Monday, August 27

well, that was an interesting weekend...

That's for sure. For starters, I received a phone call from a member of management from the school district that has the charter agreement with Gateway Learning Academy. He explained, in great, bumbling detail, that I was not hired because...

"...the staff demographic did not match that of the community which the school services."

Oh really? And what might that mean? When I pressed this fellow for more answers, I posed the very direct question, "so, are you telling me I was not hired because I'm a white male?" The reply...

"...I'm not necessarily saying yes or no. I'm telling you that you were the tipping point, therefore you were deemed ineligible for hire."

Translation...yep, I was not hired simply based on my ethnicity. However, that can be deemed legal under some laws here in CT. Some hiring laws for public education can be read so as to dictate that the school district must at least attempt to match it's service demographic. My thought is, essentially...whatever.

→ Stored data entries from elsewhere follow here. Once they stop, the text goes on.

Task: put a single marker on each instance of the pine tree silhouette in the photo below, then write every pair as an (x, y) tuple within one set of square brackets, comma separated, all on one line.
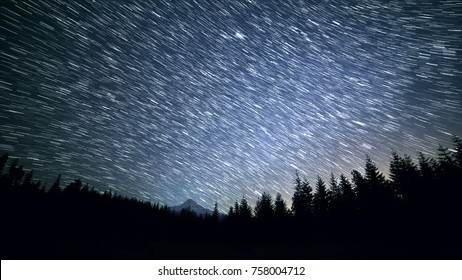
[(320, 199), (280, 207), (264, 208), (302, 200)]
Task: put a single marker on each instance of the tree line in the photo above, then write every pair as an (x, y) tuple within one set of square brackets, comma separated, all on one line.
[(411, 214)]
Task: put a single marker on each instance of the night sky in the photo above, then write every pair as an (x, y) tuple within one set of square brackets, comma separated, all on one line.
[(211, 100)]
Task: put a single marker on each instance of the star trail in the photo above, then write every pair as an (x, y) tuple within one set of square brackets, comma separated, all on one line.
[(212, 100)]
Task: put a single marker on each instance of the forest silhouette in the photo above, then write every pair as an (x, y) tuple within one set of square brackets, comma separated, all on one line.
[(413, 214)]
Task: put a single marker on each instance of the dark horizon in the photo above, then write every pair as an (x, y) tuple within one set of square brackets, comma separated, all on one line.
[(411, 216), (211, 101)]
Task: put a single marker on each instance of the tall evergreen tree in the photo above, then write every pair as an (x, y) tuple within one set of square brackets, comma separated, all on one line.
[(55, 188), (215, 213), (348, 196), (245, 212), (3, 160), (264, 208), (404, 176), (320, 199), (334, 194), (280, 207), (302, 200)]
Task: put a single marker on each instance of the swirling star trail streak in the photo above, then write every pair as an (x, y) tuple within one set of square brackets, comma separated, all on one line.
[(211, 100)]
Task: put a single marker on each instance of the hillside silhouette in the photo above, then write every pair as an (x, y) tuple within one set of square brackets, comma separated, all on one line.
[(414, 214)]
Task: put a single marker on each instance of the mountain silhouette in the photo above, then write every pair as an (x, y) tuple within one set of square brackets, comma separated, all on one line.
[(192, 206)]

Sunday was met with running around all over New Britain as my future bride's grandmother (all 89 years old of her) was in the hospital, seemingly ready to take her last breath. Honest to goodness, when I tell you she looked as though she was going to cross to the other side at any minute, I'm not speaking a word of a lie. Attached to machines, doctors and people talking about what DNRs and DNIs, etc. We stayed until about 5, having to pick up Kathleen's cousin at the airport.

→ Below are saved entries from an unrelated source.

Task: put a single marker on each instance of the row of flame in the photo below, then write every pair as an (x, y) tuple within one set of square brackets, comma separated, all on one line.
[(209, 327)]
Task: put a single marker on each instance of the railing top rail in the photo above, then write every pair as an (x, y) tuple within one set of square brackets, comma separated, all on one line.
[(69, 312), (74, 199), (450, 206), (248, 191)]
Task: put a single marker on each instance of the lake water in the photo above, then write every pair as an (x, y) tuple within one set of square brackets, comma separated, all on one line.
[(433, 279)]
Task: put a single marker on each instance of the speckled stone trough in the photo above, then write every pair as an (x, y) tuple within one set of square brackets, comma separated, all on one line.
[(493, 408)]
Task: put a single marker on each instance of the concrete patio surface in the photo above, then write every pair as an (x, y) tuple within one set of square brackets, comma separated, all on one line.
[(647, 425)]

Yet low and behold, by 6PM, the woman was back to her old self, asking for dinner and anxiously awaiting the arrival of her grandson, grand daughter and me. Amazing. She'll be 90 very soon, and she's one tough Assyrian, that's for sure. Wow. From thinking death is imminent to asking for dinner and wanting to know when she'd be able to eat Capitol Lunch hot dogs in one day...geez.

And today, I get what I believe is a real, honest to goodness commitment for a teaching gig here in town, right down the street from my home (I'm a mathematics specialist for the diocese of Norwich, based in an elementary school in Rockville). Granted, it's at a low paying Catholic school. But the money is better than substituting, I can walk to work, and it will allow me to pursue MA licensure and hopefully a job up there (nothing available here in CT, that's for sure).

So, while this weekend was a pretty strange ride, it turned out for the best. In fact, my head is still spinning as I now have to return to the parish to pick up my curriculum materials and figure out what I'm teaching on Wednesday...yes, Wednesday.

Wow, I can now really afford bowling! Yippee!